The group also warns that the tax could stifle U.S innovation and give a leg up to foreign competitors. Also, because the tax applies to revenue, and not profits, companies with smaller profit margins could be devastated, and end up owing Uncle Sam money despite operating at a loss.
The tax was included in the Affordable Care Act and is meant to raise $20 billion over the next decade to help pay for the costs of health reform -- that is, adding millions of new Americans to the insurance rolls. Earlier versions of the bill included a higher tax on device companies, but it was brought down for the final bill.

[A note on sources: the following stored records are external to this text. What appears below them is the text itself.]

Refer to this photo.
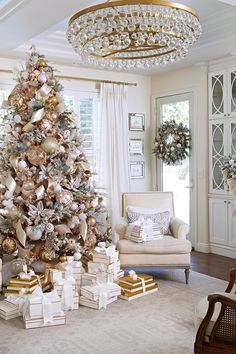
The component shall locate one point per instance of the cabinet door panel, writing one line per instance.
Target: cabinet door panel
(232, 93)
(232, 224)
(218, 221)
(218, 148)
(217, 95)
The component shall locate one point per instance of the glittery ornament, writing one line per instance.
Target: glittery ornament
(65, 197)
(36, 156)
(91, 221)
(50, 145)
(41, 63)
(9, 245)
(53, 100)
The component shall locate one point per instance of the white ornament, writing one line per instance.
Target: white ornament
(42, 78)
(17, 118)
(74, 206)
(22, 164)
(94, 203)
(77, 256)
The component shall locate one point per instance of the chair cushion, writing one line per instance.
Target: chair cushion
(168, 245)
(202, 308)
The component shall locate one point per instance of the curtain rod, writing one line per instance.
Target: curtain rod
(84, 79)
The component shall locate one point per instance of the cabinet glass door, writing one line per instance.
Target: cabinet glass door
(217, 94)
(232, 93)
(217, 152)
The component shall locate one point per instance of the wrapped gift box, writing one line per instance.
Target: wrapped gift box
(9, 310)
(95, 291)
(96, 304)
(59, 319)
(93, 267)
(36, 303)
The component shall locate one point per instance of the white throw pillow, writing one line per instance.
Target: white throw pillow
(159, 216)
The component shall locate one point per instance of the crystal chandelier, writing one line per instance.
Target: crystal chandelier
(133, 34)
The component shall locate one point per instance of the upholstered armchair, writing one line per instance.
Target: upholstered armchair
(173, 251)
(215, 319)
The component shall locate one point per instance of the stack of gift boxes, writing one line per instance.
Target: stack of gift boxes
(98, 288)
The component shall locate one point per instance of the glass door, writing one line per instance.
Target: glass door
(178, 178)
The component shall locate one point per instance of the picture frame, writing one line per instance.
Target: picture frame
(136, 121)
(136, 169)
(136, 147)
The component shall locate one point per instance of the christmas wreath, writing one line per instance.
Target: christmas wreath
(172, 143)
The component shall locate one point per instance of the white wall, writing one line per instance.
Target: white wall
(191, 79)
(138, 101)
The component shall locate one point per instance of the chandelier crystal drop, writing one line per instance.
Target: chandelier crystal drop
(133, 34)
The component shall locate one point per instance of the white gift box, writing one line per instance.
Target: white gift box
(9, 310)
(93, 267)
(95, 304)
(36, 305)
(95, 291)
(59, 319)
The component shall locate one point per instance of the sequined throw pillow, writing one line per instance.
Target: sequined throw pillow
(161, 218)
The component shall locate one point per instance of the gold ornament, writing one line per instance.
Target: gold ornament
(41, 63)
(36, 156)
(28, 187)
(45, 124)
(65, 197)
(9, 245)
(63, 258)
(53, 100)
(50, 145)
(91, 221)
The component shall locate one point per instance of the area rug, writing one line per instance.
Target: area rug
(161, 323)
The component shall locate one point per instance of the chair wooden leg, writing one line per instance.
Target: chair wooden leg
(187, 271)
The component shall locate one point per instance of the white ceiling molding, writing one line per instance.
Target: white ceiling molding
(229, 2)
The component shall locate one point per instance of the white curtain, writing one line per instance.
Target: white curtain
(114, 167)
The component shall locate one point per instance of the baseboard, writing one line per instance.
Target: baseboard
(203, 247)
(223, 250)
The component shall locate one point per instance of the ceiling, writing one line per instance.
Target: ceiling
(26, 22)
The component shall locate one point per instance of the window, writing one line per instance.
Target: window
(86, 107)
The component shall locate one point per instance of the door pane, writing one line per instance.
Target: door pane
(177, 178)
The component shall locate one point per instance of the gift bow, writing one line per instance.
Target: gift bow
(134, 276)
(47, 299)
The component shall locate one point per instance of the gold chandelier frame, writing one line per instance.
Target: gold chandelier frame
(145, 51)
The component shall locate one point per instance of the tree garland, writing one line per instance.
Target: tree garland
(172, 143)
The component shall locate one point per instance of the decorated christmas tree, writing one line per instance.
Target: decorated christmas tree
(48, 205)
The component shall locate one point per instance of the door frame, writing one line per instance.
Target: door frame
(193, 126)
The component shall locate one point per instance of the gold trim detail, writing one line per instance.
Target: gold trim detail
(133, 2)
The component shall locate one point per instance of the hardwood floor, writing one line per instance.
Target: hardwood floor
(212, 264)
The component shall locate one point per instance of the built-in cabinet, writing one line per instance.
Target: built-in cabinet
(222, 142)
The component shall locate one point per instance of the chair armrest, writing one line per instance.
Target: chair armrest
(179, 229)
(231, 280)
(120, 228)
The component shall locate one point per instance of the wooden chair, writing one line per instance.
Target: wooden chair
(222, 337)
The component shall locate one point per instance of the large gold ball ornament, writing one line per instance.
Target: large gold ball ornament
(9, 245)
(50, 145)
(53, 100)
(36, 156)
(91, 221)
(41, 63)
(65, 198)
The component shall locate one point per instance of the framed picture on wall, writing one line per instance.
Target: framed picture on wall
(136, 169)
(136, 121)
(136, 146)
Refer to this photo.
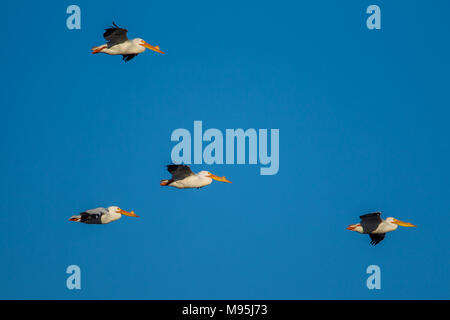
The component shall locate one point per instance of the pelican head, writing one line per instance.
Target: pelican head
(392, 220)
(208, 174)
(114, 209)
(141, 42)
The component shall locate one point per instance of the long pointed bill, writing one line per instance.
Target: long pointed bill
(221, 179)
(403, 224)
(154, 48)
(126, 213)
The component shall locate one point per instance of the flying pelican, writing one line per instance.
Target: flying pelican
(118, 43)
(376, 227)
(183, 177)
(102, 215)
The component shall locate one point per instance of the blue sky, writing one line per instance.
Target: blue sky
(363, 118)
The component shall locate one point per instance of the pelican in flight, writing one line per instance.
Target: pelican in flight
(118, 43)
(375, 227)
(183, 177)
(102, 215)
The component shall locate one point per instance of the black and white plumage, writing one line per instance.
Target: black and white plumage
(184, 178)
(101, 215)
(373, 225)
(119, 44)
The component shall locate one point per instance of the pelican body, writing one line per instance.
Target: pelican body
(375, 227)
(101, 215)
(119, 44)
(184, 178)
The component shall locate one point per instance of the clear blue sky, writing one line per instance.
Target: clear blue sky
(364, 125)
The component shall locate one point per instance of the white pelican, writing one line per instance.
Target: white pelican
(375, 227)
(101, 215)
(118, 43)
(183, 177)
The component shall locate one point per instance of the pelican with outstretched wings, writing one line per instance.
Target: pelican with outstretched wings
(375, 227)
(184, 178)
(119, 44)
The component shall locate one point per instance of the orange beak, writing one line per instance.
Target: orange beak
(221, 179)
(126, 213)
(154, 48)
(403, 224)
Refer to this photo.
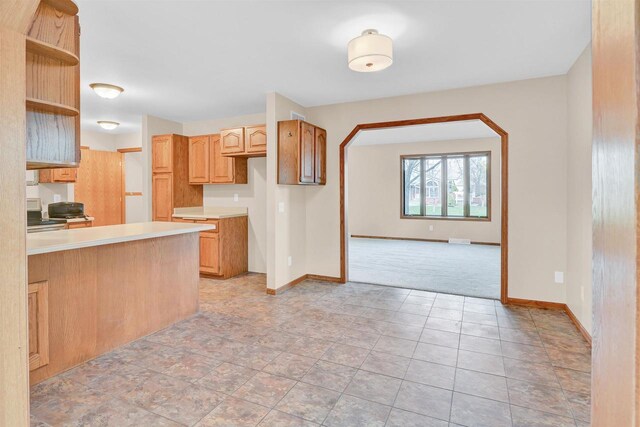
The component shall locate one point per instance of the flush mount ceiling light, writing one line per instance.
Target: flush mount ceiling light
(107, 125)
(370, 52)
(106, 90)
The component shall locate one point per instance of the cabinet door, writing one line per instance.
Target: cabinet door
(65, 175)
(38, 312)
(199, 159)
(209, 253)
(306, 154)
(222, 168)
(162, 153)
(321, 156)
(256, 139)
(162, 197)
(232, 141)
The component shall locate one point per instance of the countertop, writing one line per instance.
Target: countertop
(63, 240)
(86, 219)
(209, 212)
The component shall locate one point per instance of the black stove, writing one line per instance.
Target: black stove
(34, 218)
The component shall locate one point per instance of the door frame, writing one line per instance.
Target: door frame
(504, 165)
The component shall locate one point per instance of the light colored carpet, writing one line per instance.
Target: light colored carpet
(472, 270)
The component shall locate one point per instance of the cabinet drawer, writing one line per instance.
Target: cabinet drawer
(181, 220)
(213, 222)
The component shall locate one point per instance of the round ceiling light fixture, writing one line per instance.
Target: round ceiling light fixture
(108, 125)
(370, 52)
(106, 90)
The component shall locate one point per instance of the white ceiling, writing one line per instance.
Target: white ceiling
(424, 133)
(192, 60)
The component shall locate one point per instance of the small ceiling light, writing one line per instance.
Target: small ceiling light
(370, 52)
(106, 90)
(107, 125)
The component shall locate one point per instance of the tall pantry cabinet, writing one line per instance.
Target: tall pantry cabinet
(170, 176)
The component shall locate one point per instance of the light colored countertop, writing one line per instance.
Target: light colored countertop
(209, 212)
(64, 240)
(87, 219)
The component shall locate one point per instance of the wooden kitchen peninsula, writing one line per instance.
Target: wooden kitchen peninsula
(94, 289)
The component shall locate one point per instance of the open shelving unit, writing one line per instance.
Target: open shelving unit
(53, 86)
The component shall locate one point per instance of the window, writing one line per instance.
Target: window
(454, 185)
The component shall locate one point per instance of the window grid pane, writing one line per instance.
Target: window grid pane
(455, 186)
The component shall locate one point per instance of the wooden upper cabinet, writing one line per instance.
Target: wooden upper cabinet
(256, 139)
(162, 154)
(222, 168)
(307, 150)
(232, 141)
(302, 150)
(162, 196)
(321, 156)
(248, 141)
(52, 83)
(58, 175)
(199, 158)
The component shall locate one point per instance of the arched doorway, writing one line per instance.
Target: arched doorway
(504, 138)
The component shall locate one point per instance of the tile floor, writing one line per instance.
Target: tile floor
(333, 355)
(472, 270)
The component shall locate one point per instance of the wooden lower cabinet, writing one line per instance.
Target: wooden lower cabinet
(162, 203)
(209, 253)
(224, 251)
(38, 309)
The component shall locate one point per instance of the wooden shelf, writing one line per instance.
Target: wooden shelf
(51, 107)
(47, 49)
(66, 6)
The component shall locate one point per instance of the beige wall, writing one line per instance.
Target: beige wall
(374, 192)
(286, 230)
(579, 217)
(533, 112)
(252, 195)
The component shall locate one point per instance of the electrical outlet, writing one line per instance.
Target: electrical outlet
(559, 277)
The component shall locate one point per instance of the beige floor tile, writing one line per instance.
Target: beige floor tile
(227, 378)
(290, 365)
(234, 412)
(309, 402)
(475, 411)
(400, 418)
(482, 385)
(431, 374)
(375, 387)
(265, 389)
(423, 399)
(436, 354)
(346, 355)
(386, 364)
(354, 412)
(329, 375)
(189, 405)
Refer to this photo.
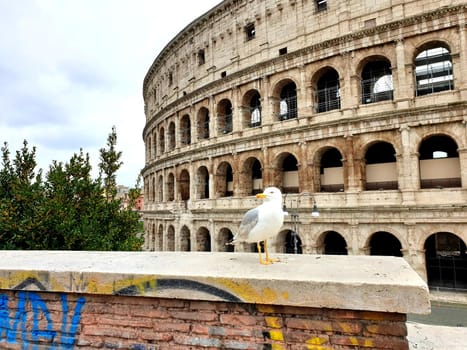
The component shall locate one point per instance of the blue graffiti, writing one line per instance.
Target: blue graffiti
(40, 328)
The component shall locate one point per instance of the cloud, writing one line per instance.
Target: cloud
(72, 69)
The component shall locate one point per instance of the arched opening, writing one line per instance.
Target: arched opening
(171, 239)
(148, 149)
(433, 70)
(224, 180)
(386, 244)
(332, 171)
(293, 243)
(203, 240)
(225, 236)
(290, 183)
(170, 187)
(202, 183)
(161, 140)
(160, 238)
(381, 167)
(252, 108)
(446, 261)
(172, 136)
(160, 189)
(185, 130)
(203, 123)
(288, 108)
(153, 239)
(224, 117)
(377, 82)
(185, 241)
(439, 163)
(184, 185)
(335, 244)
(328, 92)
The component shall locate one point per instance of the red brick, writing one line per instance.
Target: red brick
(195, 316)
(315, 325)
(387, 328)
(233, 319)
(393, 343)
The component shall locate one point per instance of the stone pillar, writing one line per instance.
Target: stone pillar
(460, 69)
(463, 166)
(403, 77)
(350, 168)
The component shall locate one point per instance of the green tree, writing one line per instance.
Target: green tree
(68, 209)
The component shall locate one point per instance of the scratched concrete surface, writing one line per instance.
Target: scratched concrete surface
(373, 283)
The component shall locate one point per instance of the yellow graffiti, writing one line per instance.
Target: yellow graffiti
(316, 341)
(249, 294)
(273, 322)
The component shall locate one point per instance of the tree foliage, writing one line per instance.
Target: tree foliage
(67, 209)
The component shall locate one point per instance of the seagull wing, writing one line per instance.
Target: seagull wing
(249, 221)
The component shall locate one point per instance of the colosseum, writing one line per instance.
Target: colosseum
(356, 110)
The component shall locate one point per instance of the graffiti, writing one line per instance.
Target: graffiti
(30, 323)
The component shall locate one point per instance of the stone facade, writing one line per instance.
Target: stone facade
(358, 107)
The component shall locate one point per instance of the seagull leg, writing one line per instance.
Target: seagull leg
(268, 259)
(261, 261)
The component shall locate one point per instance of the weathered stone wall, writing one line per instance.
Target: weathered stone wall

Direct-to-consumer and retail products like contact lenses are exempt from the tax, although it's unclear if it applies to home equipment, like motorized wheelchairs.
While the actual guidelines have to be finalized, the study, "Employment Effects of the New Excise Tax on the Medical Device Industry," tried to calculate the effect on employers when the tax comes online, from what's known now.
Naturally, when faced with the tax, companies will try to make up for it by raising prices and cutting costs. That is, part of the tax would be passed on to consumers: the researchers estimate after-tax prices for devices could rise about 1 percent. But also, companies could shift some amount of employment overseas.
The authors say under "reasonable assumptions" up to 10 percent of jobs could move abroad, resulting in U.S. job losses of 43,000 and labor compensation losses of about $3.5 billion.
In 2009, the domestic device manufacturing industry employed over 400,000 people, who earned about $33 billion in labor compensation, according to the study.